Successful Eval Team Patterns
Common patterns of successful eval teams: (1) Central CoE (center of excellence) model: One team serves the whole company. Works for: organizations where eval is mature and standardized. Fails for: organizations with very diverse eval needs. (2) Embedded model: Eval engineers embedded in product teams. Works for: fast-moving organizations where eval needs are heterogeneous. Fails for: standardization and knowledge sharing. (3) Hub-and-spoke: Central team + embedded specialists. Hybrid approach. Requires more coordination but captures benefits of both. (4) Federated: Multiple independent teams with loose coordination. Works for: large decentralized organizations (e.g., multiple divisions). Requires strong standards to stay aligned.
Common Hiring Mistakes for Eval Teams
Mistake 1: Hiring ML engineers and expecting them to do eval. ML engineers are trained to optimize metrics, not critically examine them. Eval engineers need different mindset. Mistake 2: Hiring only quants. Eval also requires domain expertise, communication, judgment. Mistake 3: Hiring only specialists. You need some people who know eval broadly, not just specialists in one domain. Mistake 4: Not checking cultural fit. Eval work requires integrity (willing to report bad news), rigor (willing to be thorough), and collaboration. Hire for these traits. Mistake 5: Underpaying eval engineers. Eval is in-demand; if you underpay, good people leave. Make sure comp is competitive with general ML.
Retention and Development of Eval Talent
Eval engineering is still relatively new. Talent is hard to find. Once hired, invest in retention: (1) Clear career path (IC1 → IC5 progression with defined expectations). (2) Meaningful work (evals that matter, findings that drive decisions). (3) Learning opportunities (conferences, training, time for research). (4) Competitive comp (regularly benchmark and adjust). (5) Psychological safety (bad news is welcome, intellectual honesty is valued). (6) Community (connection with other eval engineers inside and outside company). Organizations that do this well keep their eval talent for years. Organizations that don't see high turnover.

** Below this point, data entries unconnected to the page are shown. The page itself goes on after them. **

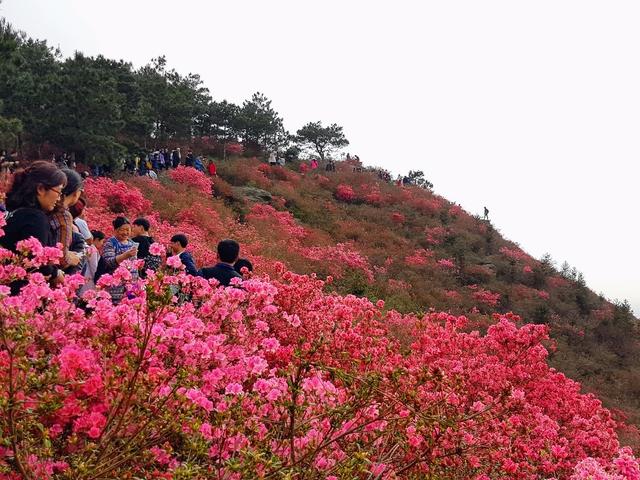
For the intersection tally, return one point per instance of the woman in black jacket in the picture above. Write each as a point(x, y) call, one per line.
point(33, 194)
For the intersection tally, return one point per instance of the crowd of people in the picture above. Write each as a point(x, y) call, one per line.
point(46, 202)
point(145, 163)
point(150, 163)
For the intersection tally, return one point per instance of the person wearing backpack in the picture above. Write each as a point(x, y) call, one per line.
point(140, 229)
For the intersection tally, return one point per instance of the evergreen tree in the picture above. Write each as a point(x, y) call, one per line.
point(322, 140)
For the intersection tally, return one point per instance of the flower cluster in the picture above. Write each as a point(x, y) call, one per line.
point(279, 378)
point(192, 178)
point(345, 193)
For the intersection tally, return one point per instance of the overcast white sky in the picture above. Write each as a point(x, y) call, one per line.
point(529, 108)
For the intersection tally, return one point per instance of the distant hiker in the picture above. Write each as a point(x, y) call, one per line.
point(178, 246)
point(176, 158)
point(242, 263)
point(189, 160)
point(224, 272)
point(211, 168)
point(198, 165)
point(77, 212)
point(140, 231)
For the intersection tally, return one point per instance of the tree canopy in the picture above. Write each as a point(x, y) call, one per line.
point(102, 109)
point(322, 140)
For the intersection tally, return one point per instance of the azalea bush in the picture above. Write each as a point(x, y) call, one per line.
point(192, 178)
point(279, 379)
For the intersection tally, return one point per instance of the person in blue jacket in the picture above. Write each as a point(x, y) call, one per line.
point(223, 271)
point(178, 246)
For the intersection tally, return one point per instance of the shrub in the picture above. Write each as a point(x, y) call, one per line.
point(192, 178)
point(345, 193)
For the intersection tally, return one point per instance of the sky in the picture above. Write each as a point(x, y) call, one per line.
point(529, 108)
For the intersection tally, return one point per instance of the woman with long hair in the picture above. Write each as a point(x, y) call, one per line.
point(62, 220)
point(33, 194)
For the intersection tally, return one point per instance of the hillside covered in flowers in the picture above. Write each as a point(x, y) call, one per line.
point(370, 342)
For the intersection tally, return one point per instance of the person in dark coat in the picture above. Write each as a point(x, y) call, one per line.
point(178, 245)
point(223, 271)
point(34, 193)
point(140, 229)
point(242, 263)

Growing Your Eval Function
From 1 to 3 to 10: Scaling Your Eval Team
Size 1: You're generalist. You do all evals, build infrastructure, set strategy. Bottleneck everything. Size 3: You need specialist. One handles eval research (designing new metrics). One handles infrastructure (databases, platforms). You focus on strategy and key evals. Efficiency increases. Size 5: Add eval program manager (coordinates evals across teams). Add QA specialist (quality oversight). Processes become more formal. Size 10: Add a manager. You can't manage 10 people directly. Manager handles IC engineers. Grow from there. Key principle: structure should match work. Don't hire people you don't have work for.

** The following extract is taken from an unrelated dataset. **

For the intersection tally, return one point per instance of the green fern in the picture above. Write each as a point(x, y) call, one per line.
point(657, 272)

Compensation Philosophy for Your Team
How much should eval engineers make? (1) Market rate. Look at ML engineer salaries in your market. Eval engineers should be similar. (2) Adjust for supply. Eval talent is scarcer. Might pay 10-20% premium. (3) Adjust for role. Senior roles pay more. IC4 pays more than IC2. (4) Equity. Startups should offer generous equity (0.05-0.1%+). Public companies might offer less equity, more base salary. (5) Bonus. Performance-based bonus for hitting team goals. (6) Benefits. Healthcare, 401k, PTO, professional development. (7) Non-monetary. Flexible hours, remote work, learning opportunities. Whole package matters.

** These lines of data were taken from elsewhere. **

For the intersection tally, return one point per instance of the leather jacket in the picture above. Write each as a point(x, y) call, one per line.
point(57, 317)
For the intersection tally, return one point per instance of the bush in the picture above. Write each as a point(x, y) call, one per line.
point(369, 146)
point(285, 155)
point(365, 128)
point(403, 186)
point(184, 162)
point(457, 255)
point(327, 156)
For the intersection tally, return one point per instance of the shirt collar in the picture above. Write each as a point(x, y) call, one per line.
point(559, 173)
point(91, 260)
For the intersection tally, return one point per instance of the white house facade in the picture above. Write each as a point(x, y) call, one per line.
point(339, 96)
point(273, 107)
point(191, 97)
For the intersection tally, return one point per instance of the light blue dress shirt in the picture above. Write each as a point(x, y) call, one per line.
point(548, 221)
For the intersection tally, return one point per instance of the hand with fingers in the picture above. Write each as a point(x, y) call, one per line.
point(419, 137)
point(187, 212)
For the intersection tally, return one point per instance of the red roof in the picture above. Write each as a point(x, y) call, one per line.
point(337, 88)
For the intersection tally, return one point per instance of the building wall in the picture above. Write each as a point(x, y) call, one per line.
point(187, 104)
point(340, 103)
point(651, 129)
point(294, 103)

Building Diverse Eval Teams
Eval teams benefit from diversity. Different backgrounds bring different perspectives. A team of people who all worked at the same company will have blind spots. A team with people from academia, industry, different companies, different countries, different disciplines will be more thoughtful. How to build diversity: (1) Deliberate recruiting. Don't just hire your network. (2) Interviews designed to surface different perspectives. (3) Create psychological safety so people feel comfortable disagreeing. (4) Value different backgrounds. "What did you do at your previous company?" Learn from it. (5) Rotate projects so people learn from each other. Diverse teams make better eval decisions and catch more problems.